Timothy A. Ulatowski

Practice Area Focus

  • Medical Devices
  • Development Strategy
  • Regulatory Strategy
  • FDA Compliance
  • Pre-market Evaluation
  • FDA Submissions
  • Quality Systems
  • Risk Management

Biography

Tim Ulatowski joined NDA Partners as a Premier Expert consultant in 2014. During his 36 year career with the FDA, Mr. Ulatowski was Director, Office of Compliance and Senior Advisor for Enforcement, FDA Center for Devices and Radiological Health (CDRH); Director, Division of Dental, Anesthesiology, General Hospital, and Infection Control Devices (CDRH); and Director of the Investigational Device Staff where he provided IDE application review and protocol advice. He was the FDA lead on numerous international standards committees including lead author of international guidance documents on aspects of the Global Harmonization Task Force medical device regulatory model used internationally as the basis for regulatory programs, and served as primary reviewer on numerous 510(k)s, IDEs and PMAs.
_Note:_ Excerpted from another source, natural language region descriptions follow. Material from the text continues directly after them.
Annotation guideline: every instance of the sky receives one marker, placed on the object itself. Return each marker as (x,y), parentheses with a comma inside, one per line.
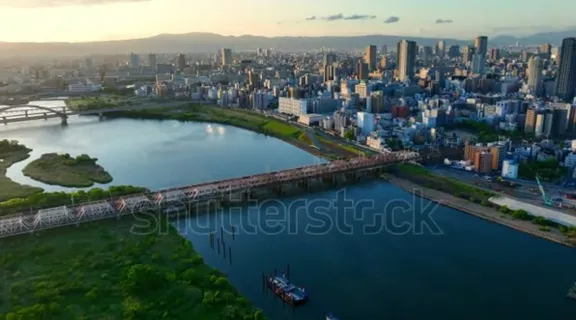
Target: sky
(96,20)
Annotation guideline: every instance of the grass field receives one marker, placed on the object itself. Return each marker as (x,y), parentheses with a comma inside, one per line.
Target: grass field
(63,170)
(8,188)
(104,271)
Mr. Ulatowski has more than 36 years of significant public health achievements, creating major regulatory programs and policies, developing and implementing strategic and risk management plans, and building collaborations with global regulatory partners and industry. He has proven skills in advising industry on regulatory issues, mitigating compliance and enforcement matters, creating or evaluating premarket documents, and instructing diverse audiences on regulatory and compliance topics, and was the leader of the team that developed the current FDA device standards program and author of many key FDA premarket guidance documents.